Background: The pulse oximeter perfusion index (PI) has been used to indicate sympathectomy-induced vasodilatation. We hypothesized that pulse oximeter PI provides an earlier and clearer indication of sympathectomy following epidural anesthesia than skin temperature and arterial pressure.
Methods: Forty patients received lumbar epidural catheters. Patients were randomized to receive either 10 ml 0.5% bupivacaine or 10 ml 0.25% bupivacaine. PI in the toe, mean arterial pressure (MAP) and toe temperature were all assessed at baseline and at 5, 10 and 20 min following epidural anesthesia. The effect of epidural anesthesia over time was assessed by repeated measures analysis of variance. Additionally, we defined clinically evident sympathectomy criteria (a 100% increase in the PI, a 15% decrease in MAP and a 1 degrees C increase in toe temperature). The numbers of patients demonstrating these changes for each test were compared using the McNemar test for each time point.

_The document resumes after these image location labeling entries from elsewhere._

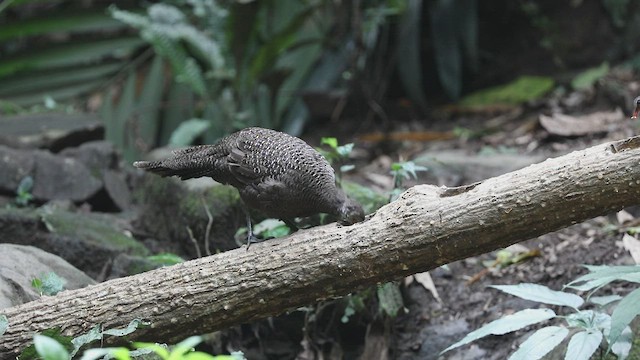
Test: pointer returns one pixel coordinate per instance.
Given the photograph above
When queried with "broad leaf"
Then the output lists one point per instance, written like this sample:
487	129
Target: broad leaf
583	344
622	347
506	325
604	300
49	349
540	343
543	294
624	313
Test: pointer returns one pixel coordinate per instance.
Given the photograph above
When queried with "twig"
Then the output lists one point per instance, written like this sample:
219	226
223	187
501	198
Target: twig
195	243
207	250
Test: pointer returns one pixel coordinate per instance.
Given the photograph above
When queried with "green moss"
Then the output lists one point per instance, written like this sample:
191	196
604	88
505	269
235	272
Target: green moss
523	89
91	228
369	199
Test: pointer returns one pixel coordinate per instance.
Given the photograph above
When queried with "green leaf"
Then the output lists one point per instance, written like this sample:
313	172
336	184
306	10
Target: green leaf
58	22
604	300
48	284
521	90
149	104
540	343
49	349
601	275
40	81
329	141
4	324
448	53
626	310
68	55
390	298
622	346
94	334
188	131
543	294
117	353
588	78
197	355
589	320
506	325
583	344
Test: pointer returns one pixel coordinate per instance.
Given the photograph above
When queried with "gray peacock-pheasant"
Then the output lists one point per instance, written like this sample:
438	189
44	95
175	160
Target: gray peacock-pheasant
275	173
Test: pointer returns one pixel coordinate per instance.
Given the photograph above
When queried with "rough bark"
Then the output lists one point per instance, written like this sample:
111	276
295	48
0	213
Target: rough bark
427	227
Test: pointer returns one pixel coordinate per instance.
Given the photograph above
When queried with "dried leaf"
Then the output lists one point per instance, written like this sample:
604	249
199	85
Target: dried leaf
566	125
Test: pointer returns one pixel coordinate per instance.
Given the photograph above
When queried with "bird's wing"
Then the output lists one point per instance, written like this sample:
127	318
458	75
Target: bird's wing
244	165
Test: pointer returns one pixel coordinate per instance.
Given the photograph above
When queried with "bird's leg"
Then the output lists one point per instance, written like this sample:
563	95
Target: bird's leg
251	238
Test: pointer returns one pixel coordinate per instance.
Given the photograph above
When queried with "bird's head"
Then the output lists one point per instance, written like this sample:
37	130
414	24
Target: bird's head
350	212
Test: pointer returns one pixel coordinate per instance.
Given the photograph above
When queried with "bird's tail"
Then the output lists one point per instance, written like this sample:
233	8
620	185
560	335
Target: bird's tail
193	162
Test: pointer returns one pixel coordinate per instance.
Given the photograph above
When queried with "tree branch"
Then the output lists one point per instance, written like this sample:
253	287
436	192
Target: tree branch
425	228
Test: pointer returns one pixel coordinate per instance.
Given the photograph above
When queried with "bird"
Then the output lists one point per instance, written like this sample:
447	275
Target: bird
276	173
636	104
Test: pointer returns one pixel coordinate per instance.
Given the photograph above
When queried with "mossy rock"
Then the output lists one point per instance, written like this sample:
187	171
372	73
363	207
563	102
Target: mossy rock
167	209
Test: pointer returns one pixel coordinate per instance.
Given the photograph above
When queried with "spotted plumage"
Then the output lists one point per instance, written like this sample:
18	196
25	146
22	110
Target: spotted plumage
276	173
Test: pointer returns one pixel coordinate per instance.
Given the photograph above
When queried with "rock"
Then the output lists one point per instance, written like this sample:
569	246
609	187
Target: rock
54	177
15	165
117	189
167	208
19	265
86	240
57	178
98	156
51	131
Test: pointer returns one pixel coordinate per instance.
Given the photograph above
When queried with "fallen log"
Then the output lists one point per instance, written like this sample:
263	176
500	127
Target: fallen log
425	228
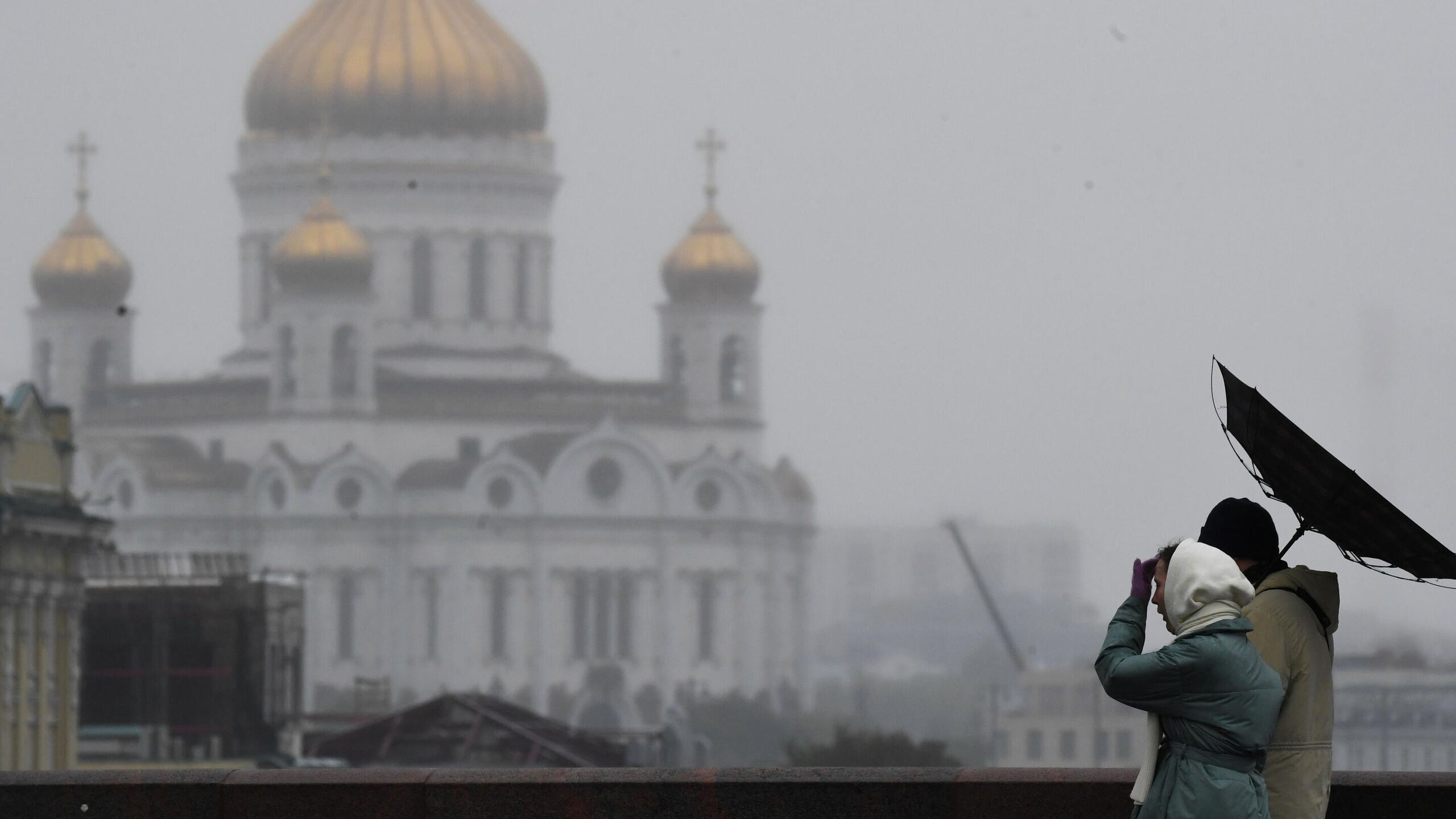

Results: Twenty-nine subjects had photoplethysmography signals that met a priori signal quality criteria for analysis. By 20 min, PI increased by 326%, compared with a 10% decrease and a 3% increase in MAP and toe temperature, respectively. For PI 15/29, 26/29 and 29/29 of the subjects met the sympathectomy criteria at 5, 10 and 20 min, respectively, compared with 4/29, 6/29 and 18/29 for MAP changes and 3/29, 8/29 and 14/29 for toe temperature changes.
Conclusions: PI was an earlier, clearer and more sensitive indicator of the development of epidural-induced sympathectomy than either skin temperature or MAP.
Trial registration: ClinicalTrials.gov NCT00197353.